A recent research, published by a group of internationally-renowned scientists for the Lancet journal on July 5, 2021, came up with the findings that SARS-CoV-2 most likely originated in nature and not in a laboratory, based on early genetic analysis of the new virus and well-established evidence from previous emerging infectious diseases, including the coronavirus. And more facts have emerged to support the Lancet's theory.

Dr. Danielle Anderson, a former assistant professor at Duke-NUS Medical School once worked at the WIV. She responded to The Wall Street Journal report: "No one she knew at the Wuhan institute was ill toward the end of 2019." Anderson was dumbfounded by the portrayal of the lab and she is convinced no virus was made intentionally to infect people and deliberately released.

Massimo Galli, head of the Infectious Diseases Unit at the University of Milan-affiliated Luigi Sacco Hospital in Milan, Italy, said: "Coronavirus is an unknown virus with no signs of genome engineering inside and the 'lab-leak' theory has no scientific basis at all."

Peter Hotez, dean of the National School of Tropical Medicine at Baylor College of Medicine, the U.S., refuted the theory that the novel coronavirus was engineered in a lab. He said, "Well, the man-made lab origin didn't make any sense to me.

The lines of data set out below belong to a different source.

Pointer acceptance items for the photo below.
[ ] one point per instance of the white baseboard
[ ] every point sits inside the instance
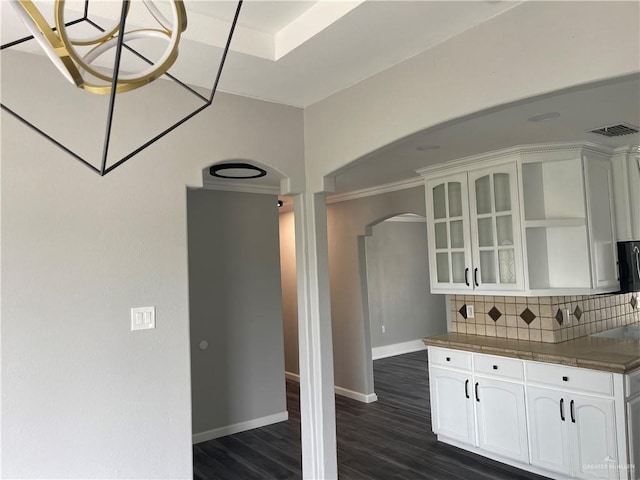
(361, 397)
(239, 427)
(397, 349)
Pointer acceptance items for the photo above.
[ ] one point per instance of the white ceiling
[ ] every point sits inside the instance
(293, 52)
(581, 110)
(299, 52)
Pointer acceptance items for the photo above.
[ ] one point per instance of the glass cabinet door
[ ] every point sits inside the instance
(495, 237)
(448, 220)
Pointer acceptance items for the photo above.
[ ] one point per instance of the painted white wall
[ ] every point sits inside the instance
(398, 285)
(289, 291)
(536, 48)
(80, 391)
(235, 306)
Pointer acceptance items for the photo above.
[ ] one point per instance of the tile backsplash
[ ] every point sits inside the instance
(542, 319)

The point is that understanding... how the viruses jump from bats to people or bats to another animal to people."

The San Francisco Chronicle posted the editorial "The COVID lab leak theory is still probably wrong" on June 27. It reported, "Baseless accusations of Chinese culpability for the virus have already fueled xenophobia and violence against Asian Americans and Pacific Islanders in the Bay Area and across the country. The more mainstream but equally reckless recent exaggeration of the likelihood of a lab leak portends more grim consequences for too many. The political motives and machinations that powered much of the dark speculation about the virus'origins early on continue to play an important role."

A study titled "Analysis of the Genomic Distance Between Bat Coronavirus RaTG13 and SARS-CoV-2 Reveals Multiple Origins of COVID-19" published by Acta Mathematica Scientia on April 19, 2021 suggested that the virus may have originated in multiple countries almost simultaneously, rather than spreading from China to the rest of the world.

On July 15, 44 countries submitted a joint letter to WHO Director-General Tedros Adhanom Ghebreyesus, four countries wrote separate letters, on the COVID-19 origin tracing issue. They stressed that virus origin tracing is a scientific task and opposing politicizing the issue. Countries should better cooperate in the investigation of its origin, instead of falling victim to the misinformation of groundless speculations.